Companies are sneaky. That’s what my ethics class has concluded. I am afraid that I have created a bunch of young cynics! I only meant to expose the obvious and to create a platform for discussion as a useful exercise. However, many of my students have developed a predisposition not to trust corporate America…or corporate anything. Perhaps I will spawn the watchdogs of tomorrow. Someone has to do it. Hence, an ethics class. It is meant to be more than just another subject in school.
This semester we talked about an assortment of topics including fair hiring practices, dumping and waste, false labeling, and price gouging. We ended with a lively debate about how many companies hide information from the law and consumers, manifesting itself in anything from misleading ads to having an entire Shredder Lab dedicated to shredding of vital audit documents. If only the shareholders knew the entire story! But we are no longer as shocked as we used to be at corporate wrongdoing. Greed drives business. But that is a poor role model and motto for today’s youth.

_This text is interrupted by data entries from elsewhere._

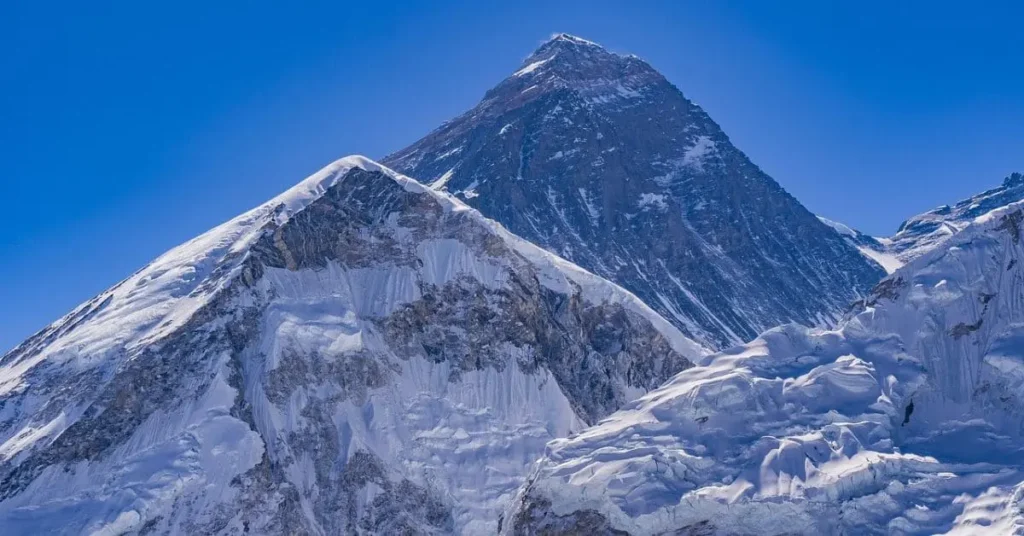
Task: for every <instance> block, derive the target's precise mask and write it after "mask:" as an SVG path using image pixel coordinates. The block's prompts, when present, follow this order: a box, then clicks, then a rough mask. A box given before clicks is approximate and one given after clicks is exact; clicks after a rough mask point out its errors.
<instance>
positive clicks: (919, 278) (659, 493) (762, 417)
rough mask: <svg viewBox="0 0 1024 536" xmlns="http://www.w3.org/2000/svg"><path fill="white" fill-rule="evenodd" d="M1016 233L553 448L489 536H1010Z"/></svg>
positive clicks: (1019, 347)
mask: <svg viewBox="0 0 1024 536" xmlns="http://www.w3.org/2000/svg"><path fill="white" fill-rule="evenodd" d="M1022 222H1024V203H1014V204H1011V205H1009V206H1006V207H1002V208H998V209H995V210H993V211H990V212H987V213H984V214H982V215H979V216H977V217H975V218H974V219H973V221H972V222H971V223H970V224H969V225H968V226H966V228H965V229H964V230H962V231H961V232H959V233H957V234H955V235H953V236H952V237H950V238H949V239H947V240H945V241H944V243H943V244H942V245H941V246H939V247H937V248H935V249H933V250H932V251H930V252H927V253H924V254H922V255H921V256H920V257H918V258H916V259H914V260H911V261H910V262H909V263H908V264H907V265H905V266H903V267H902V269H900V270H898V271H896V272H895V273H894V274H893V275H891V276H889V277H888V278H887V279H885V280H884V281H883V282H882V283H881V284H879V285H878V287H877V288H876V289H874V290H873V291H872V292H871V294H870V295H869V296H868V297H867V298H865V299H864V300H863V301H861V302H860V303H859V304H858V306H857V308H856V310H855V311H854V314H852V316H851V317H850V318H849V319H848V320H847V321H846V322H845V324H844V325H843V326H842V327H841V328H840V329H838V330H835V331H822V330H813V329H808V328H803V327H799V326H795V325H788V326H782V327H779V328H776V329H772V330H769V331H767V332H765V333H764V334H762V335H761V337H759V338H758V339H756V340H754V341H753V342H751V343H748V344H745V345H742V346H738V347H736V348H732V349H730V351H727V352H724V353H721V354H718V355H715V356H712V357H711V358H710V359H709V360H708V361H707V362H706V363H705V364H702V365H701V366H697V367H694V368H691V369H688V370H686V371H684V372H681V373H680V374H678V375H677V376H676V377H674V378H673V379H672V380H670V381H669V382H667V383H666V384H665V385H663V386H660V387H658V388H657V389H654V390H652V391H650V393H648V394H647V395H645V396H643V397H641V398H640V399H638V400H637V401H635V402H634V403H631V404H630V405H628V406H627V407H626V408H624V409H623V410H621V411H618V412H616V413H614V414H613V415H611V416H610V417H608V418H606V419H604V420H603V421H601V422H600V423H599V424H598V425H596V426H594V427H591V428H589V429H587V430H585V431H583V432H582V434H579V435H577V436H573V437H571V438H567V439H561V440H556V441H554V442H552V443H551V444H550V445H549V446H548V450H547V452H546V454H545V457H544V458H542V460H541V461H540V462H539V463H538V466H537V468H536V471H535V472H534V473H532V476H531V477H530V479H529V482H528V484H527V485H525V486H524V487H523V489H522V490H520V494H519V496H518V497H517V498H516V500H515V501H514V502H513V505H512V506H511V508H510V510H509V512H508V513H507V516H506V519H505V522H504V523H503V530H504V531H505V532H506V533H510V534H540V533H544V534H548V533H556V534H559V533H584V532H586V533H588V534H636V535H640V534H1024V509H1022V502H1021V497H1022V496H1024V484H1022V483H1024V472H1022V469H1024V447H1022V441H1021V440H1022V438H1021V435H1022V430H1024V398H1022V394H1024V389H1022V387H1024V344H1022V342H1024V299H1022V296H1024V265H1022V260H1024V244H1022V243H1021V232H1022V228H1021V225H1022ZM546 531H547V532H546ZM573 531H575V532H573Z"/></svg>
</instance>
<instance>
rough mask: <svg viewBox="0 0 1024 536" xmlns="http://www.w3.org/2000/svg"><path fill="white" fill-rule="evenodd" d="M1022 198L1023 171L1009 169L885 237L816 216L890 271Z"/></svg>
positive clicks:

My kids want full expose. They are particularly outraged about the shredding because it is insidious and illegal. The real truth gets destroyed in a quagmire of unethical practices. Just the act of shredding alone implies guilt. It is no longer just a practical way to dispose of old documents and an easy method to carry old paper to the trash. There is a good reason for it in some circles.
What are they hiding? If it involves a product, it could be the formula for manufacturing. As a corporate secret, this would be fine to shred. We get it. If it involves breaking child labor laws, the illegal use of outlawed ingredients, or evidence of false advertising, it is clearly subterfuge. Of course, the powers that be hope no one finds out.
The kids find false advertising to be a particular bugaboo these days as it is rampant on the Internet. You get phony reviews and testimonials and faked scientific studies. All kinds of promises abound, and most won’t be fulfilled. How do you know what product to buy these days if it is all bogus? Well, as a teacher, I have to be careful here. Not everything is to be avoided or shunned. Most businesses, in fact, operate on moral principles. That is the good news. You just have to learn to read between the lines. Once your eyes have been opened, you start to realize what is true and pare away the false.
My kids feel that with their newfound education in ethics class, they are in the know and less likely to be duped. They can also be appropriately outraged in public. I want to teach them how to make their voices heard. Be leery and be wise. That is my message. And always apply ethical principles to your life.